Scott Morrison Has Called Anthony Albanese a 'Loose Unit' for Pushing Higher Wages

Wait, he thinks that's an insult?
Screen Shot 2022-05-11 at 4
Jenny Evans

Prime Minister Scott Morrison has launched a multi-pronged attack on Anthony Albanese, after the opposition leader threw his support behind an increase to the national minimum wage. 

At a press conference on Wednesday, the Prime Minister called Albanese a “loose unit” – probably dim to the fact the phrase is broadly interpreted as a compliment – for committing to supporting an increase to the minimum wage of at least 5.1 percent as part of a recommendation to the Fair Work Commission. 


Morrison (reliably) suggested Albanese doesn’t have “a clue about the economy”, and that he just “runs off at the mouth,” making erratic commitments that put the health of the Australian economy at risk. 

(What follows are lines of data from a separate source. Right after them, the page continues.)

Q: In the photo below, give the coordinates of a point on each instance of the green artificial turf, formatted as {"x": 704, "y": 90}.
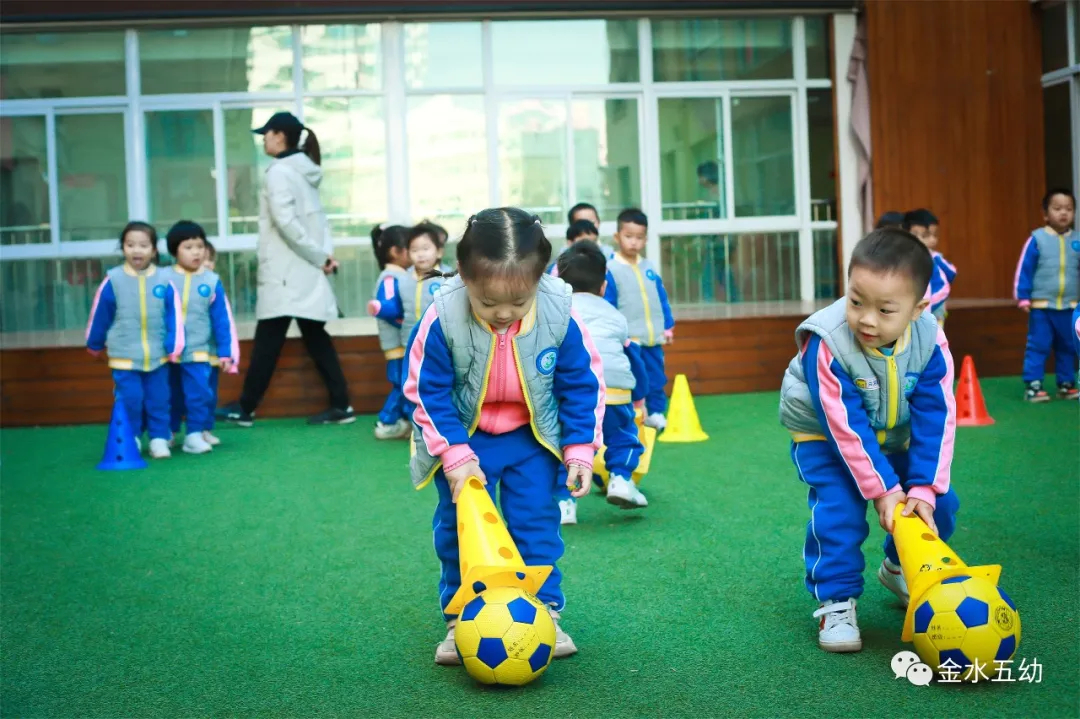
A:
{"x": 292, "y": 573}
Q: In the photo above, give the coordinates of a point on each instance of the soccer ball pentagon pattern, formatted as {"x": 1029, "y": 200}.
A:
{"x": 504, "y": 636}
{"x": 962, "y": 621}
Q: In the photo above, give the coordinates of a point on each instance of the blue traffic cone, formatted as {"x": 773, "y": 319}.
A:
{"x": 121, "y": 452}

“It is like he just unzips his head and lets everything fall on the table,” Morrison said. “That is no way to run an economy, because that only leads, if you vote Labor, to having a leader who can make interest rates worse, who can make inflation worse.”

The Prime Minister’s attack comes less than 24 hours after Albanese made the specific wage increase endorsement to ensure that wages increase in line with inflation. 

If Labor wins at the federal election on May 21, Albanese has promised to table a submission to the Fair Work Commission’s annual wage review - but Morrison has been notoriously reluctant to make an endorsement of his own, centring Coalition submissions around economic conditions instead. 

As a result, some unions, as well as the Labor party, have claimed the Morrison government is not only opposed to advocating for higher wages but is actively keeping them low. 

In a statement on Wednesday, the Australian Council of Trade Unions doubled down on the suggestion, as it has for much of the election campaign. 

The ACTU pointed to a chapter of the Morrison government’s most recent wage review submission, titled “The importance of low-paid work” which argues that upping wages would cost jobs, and that low-paying jobs should be reserved for “low-skilled people, the long-term unemployed, people with disability, Indigenous Australians, and youth.”


In the same statement, ACTU secretary Sally McManus suggested Morrison has spent the better part of the campaign misleading low-paid workers around the country, whose wages he is actively trying to hold back. 

“The Prime Minister is active in this year’s annual wage review, and he’s arguing that the wages for the lowest paid workers in the country should be kept low,” McManus said. 

“These workers are the cleaners, aged care workers and retail workers, along with millions of others, who carried this country through the pandemic. The Prime Minister should explain to them why he doesn’t think they need a pay rise,” she said. 

The Prime Minister couldn’t be drawn on his government’s position for what would be a reasonable increase, if 5.1 percent is too high, saying instead that the Fair Work Commission should be left to review wages independently. 

Governments have, historically, moved in the same direction Albanese wants to. Even former Prime Minister John Howard - whose shadow Morrison has spent three years trying to fill.

According to law academic professor Andrew Stewart, Labor governments of the late 1980s and early 90s each nominated pay rises in their submissions to annual wage reviews, in step with the increases called for by unions.